Why did the Obama administration really intervene in Libya? Andrew Sullivan and Steve Walt both reject the administration’s claims (again) that we were on the verge of a mass slaughter in Libya if Qaddafi’s forces had been allowed to move into Benghazi. Walt also wants us to read Alan Kuperman’s op-ed “A False Pretense for War?”
As usual, Kuperman has an interesting take: First, he argues that there was no credible evidence of an imminent slaughter in Benghazi – and that, in fact, the signs point in the opposite direction – that Qaddafi has shown restraint with respect to attacking civilians. And second, because of this restraint, he contends we can infer that the real reason for the intervention was not humanitarian, but political — to save the rebels from defeat. Sullivan concludes something similar — that the Obama administration engaged in “fear mongering” to justify the war.
A couple of responses: On the first point, all of us agree that we don’t know for certain what would have happened in Benghazi because history was altered on March 18. This means that the evidence about what Qaddafi’s forces have done since March 18 doesn’t tell us much – for example have his forces shown restraint in Misurata because they are not predisposed to attack civilians, because they are not yet in a position to wage mass reprisal killings, or because they are being deterred by NATO? None of us know at this point. But, this is somewhat besides the point. We have to go back to the days in the run-up to the March 18 Security Council vote to analyze the situation as it looked from that point.
I’ve made my case on this here and here, so I’ll only add/reiterate a few points: Prior to my academic career, I was an intelligence analyst in INR at the State Department — in the office of Soviet and East European analysis. In 1992 and 1993, I served as the analyst for Bosnia, Croatia, and Poland. When the war in Bosnia broke out in March 1992, my portfolio was expanded to include the coordination of collection and analysis of war crimes and atrocities. Predicting a mass atrocity event in the midst of highly fluid events is not easy – and it certainly is not an exact science (all intelligence is probabilistic). Intelligence analysts and decisionmakers have to make judgments on the basis of incomplete information –made even more complicated by all the noise/propaganda in the system. I’m not privy to the intelligence assessments on Benghazi, but the factors that I would have looked for — the pace and flow of the battle, the disposition of the forces arrayed against Benghazi, the nature of Qaddafi’s regime, the nature of the rebel force and the fact that a large portion of it emerged out of a civilian demonstration movement, and the fact that the Benghazi uprising was the epicenter of the anti-Qaddafi revolution among others – all point to a credible (probabilistic) threat to the civilian population located there.

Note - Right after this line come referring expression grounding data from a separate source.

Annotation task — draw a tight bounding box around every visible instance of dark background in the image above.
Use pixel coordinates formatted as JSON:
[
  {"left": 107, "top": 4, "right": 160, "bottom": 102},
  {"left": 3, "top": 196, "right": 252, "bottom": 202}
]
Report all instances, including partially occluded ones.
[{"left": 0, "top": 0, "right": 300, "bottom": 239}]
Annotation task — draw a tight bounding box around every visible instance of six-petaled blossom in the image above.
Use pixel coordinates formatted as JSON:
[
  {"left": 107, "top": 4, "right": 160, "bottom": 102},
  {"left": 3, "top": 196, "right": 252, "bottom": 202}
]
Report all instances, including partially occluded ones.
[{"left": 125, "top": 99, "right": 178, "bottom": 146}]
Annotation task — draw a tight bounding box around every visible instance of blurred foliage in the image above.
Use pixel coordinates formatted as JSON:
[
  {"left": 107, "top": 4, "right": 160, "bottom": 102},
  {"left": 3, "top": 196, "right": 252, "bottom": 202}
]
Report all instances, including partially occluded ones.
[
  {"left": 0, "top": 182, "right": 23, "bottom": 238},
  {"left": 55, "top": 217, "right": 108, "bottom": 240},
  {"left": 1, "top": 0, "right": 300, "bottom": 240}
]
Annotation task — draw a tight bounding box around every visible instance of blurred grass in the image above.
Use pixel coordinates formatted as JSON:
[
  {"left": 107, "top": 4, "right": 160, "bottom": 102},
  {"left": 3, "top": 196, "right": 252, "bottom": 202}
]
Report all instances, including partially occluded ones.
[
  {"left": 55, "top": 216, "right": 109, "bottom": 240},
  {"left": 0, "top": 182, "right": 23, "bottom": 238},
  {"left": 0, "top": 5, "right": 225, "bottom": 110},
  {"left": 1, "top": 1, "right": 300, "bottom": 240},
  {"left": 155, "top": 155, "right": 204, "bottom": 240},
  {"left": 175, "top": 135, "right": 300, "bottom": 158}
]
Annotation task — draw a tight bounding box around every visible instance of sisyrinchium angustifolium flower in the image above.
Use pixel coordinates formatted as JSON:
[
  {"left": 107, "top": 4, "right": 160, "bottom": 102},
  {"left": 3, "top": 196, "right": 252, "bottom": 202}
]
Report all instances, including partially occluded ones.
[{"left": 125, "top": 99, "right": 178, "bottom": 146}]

These factors also seem to have influenced the assessments of the human rights and humanitarian groups operating in Libya. For example, on March 16, ICG issued an open letter to the United Nations that began:
In light of the grave situation in Libya, we urge Security Council Members to take immediate effective action aimed at achieving a ceasefire in place and initiating negotiations to secure a transition to a legitimate and representative government. This action should be backed by the credible threat of appropriate military intervention, as a last resort, to prevent mass atrocities.
Finally, very few mass atrocity events are laid out according to some premeditated, master plan. More often than not – e.g. Sri Lanka, Guatemala, El Salvador, East Timor — they occur as a result of the exigencies of a particular battle or campaign and the reprisals that follow (or come near the) defeat of rebel forces.
The events of March 12 – March 18 included many signals that suggested Benghazi could have turned ugly very quickly. Whether or not that is the case, we’ll never know – but to summarily dismiss the potential threat is just wrong.
On the second point, Kuperman and Sullivan offer nothing more than simple conjecture about the administration’s motive for intervention — that it acted on false pretense and engaged in fear mongering to justify and sell the intervention. Again, we’ll have to wait for the record to be more fully revealed. For example, we don’t know how the intelligence community saw the situation and what they were telling the decisionmakers. We also don’t know exactly what the administration officials knew and believed — i.e., were they exploiting the humanitarian case or did they believe it? To date, we only have a few limited bits of data on what Obama’s advisers were thinking. Unlike Kuperman, Marc Lynch, for example, actually met with Obama’s advisers. His conclusion:
My conversations with administration officials, including but not limited to the one recounted by the indefatigable Laura Rozen, convinced me that they believed that a failure to act when and how they did would have led to a horrific slaughter in Benghazi and then across Libya.
So, it seems to me that there were credible (though certainly not absolute) reasons to conclude that we were on the verge of a mass atrocity event. And, we have several officials in the administration who apparently perceived that threat as imminent.
If this is the case, our task as analysts is to figure out how to reconcile the challenges and imperatives of preventing potential mass slaughter with the complexities, costs, and dangers of military interventions. It should not be to bury our heads in the sand and pretend that the potential for mass violence doesn’t exist.